A slide and video by a Microsoft researcher, Todd Proebsting, entitled “Disruptive Programming Languages” explains, using principles from the popular book “The Innovator's Dilemma,” why languages like C/C++ are losing steam to newer languages like Java, C#, and Python.
Proebstring coined the phrase “Proebsting’s Law” that states that that compiler technology doubles the performance of typical programs every 18 years. Thus, it cannot compete with impact of Gordon Moore’s law, which states that the capacity of semiconductor ICs double every 18 to 24 months.
New disruptive languages often come with a major disadvantage (typically, slow performance due to use of garbage collection, virtual machines, etc) but compensate with significant advantages in other areas such as developer productivity. Proebsting law suggests that research focused on developer productivity in programming languages will yield a better return than that focused on compiler optimization, since performance improvements are free from rapid hardware improvements over time.
Todd speculates on additional disruptive language features beyond garbage collections and virtual machines.
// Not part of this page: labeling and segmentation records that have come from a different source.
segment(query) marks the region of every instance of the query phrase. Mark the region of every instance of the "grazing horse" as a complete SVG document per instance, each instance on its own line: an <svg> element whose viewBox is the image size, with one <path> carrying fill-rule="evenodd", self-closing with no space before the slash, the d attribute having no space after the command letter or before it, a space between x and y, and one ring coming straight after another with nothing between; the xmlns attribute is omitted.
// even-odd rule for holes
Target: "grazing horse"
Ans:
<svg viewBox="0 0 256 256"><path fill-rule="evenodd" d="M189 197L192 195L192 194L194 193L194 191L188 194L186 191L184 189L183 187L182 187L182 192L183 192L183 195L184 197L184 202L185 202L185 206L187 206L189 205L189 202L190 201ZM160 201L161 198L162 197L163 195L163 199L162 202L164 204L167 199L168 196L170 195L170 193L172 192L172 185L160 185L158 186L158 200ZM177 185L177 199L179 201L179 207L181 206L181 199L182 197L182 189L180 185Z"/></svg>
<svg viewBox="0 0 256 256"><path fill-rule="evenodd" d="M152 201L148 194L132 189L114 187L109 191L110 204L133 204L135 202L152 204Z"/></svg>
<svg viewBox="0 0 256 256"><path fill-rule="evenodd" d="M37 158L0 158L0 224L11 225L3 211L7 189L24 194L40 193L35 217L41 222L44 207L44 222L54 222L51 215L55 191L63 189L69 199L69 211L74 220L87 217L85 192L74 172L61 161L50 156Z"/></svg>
His list includes “automatic function call tracing,” transaction support in languages, database integration, scannerless generalized LR parsing (Earley parsing,) compiler language support for XML manipulation, constraint solvers, and distributed programming.
He also adds that the next programming language will be slower than the one it replaces. However, I’ll probably add initially so. In the beginning, assembly coders outperformed the C programmers; now compilers can currently emit C code that can run faster than handwritten assembly code, because of better optimizations as well as new processors designed toward compiler-generated output. Also, if the compiler has the same information about a problem as a human, the compiler should theoretically alway be able to produce superior code. Because of this, I think we will see a longer term trend towards declarative language constructs, two of which were mentioned earlier including constraint solving and generalized parsing.
Some of these disruptive predictions aren’t going to need new languages. Automatic function call tracing is already possible by using the CLR profiling APIs. Systems.Transaction is being added to Whidbey and makes use of the Using keyword in C# and VB; however, the using usage is suboptimal in that it does distinguish between normal and abnormal termination, and actually treats abnormal termination as default. Database integration and XML integration are already be studied for future versions of C# through projects like COmega.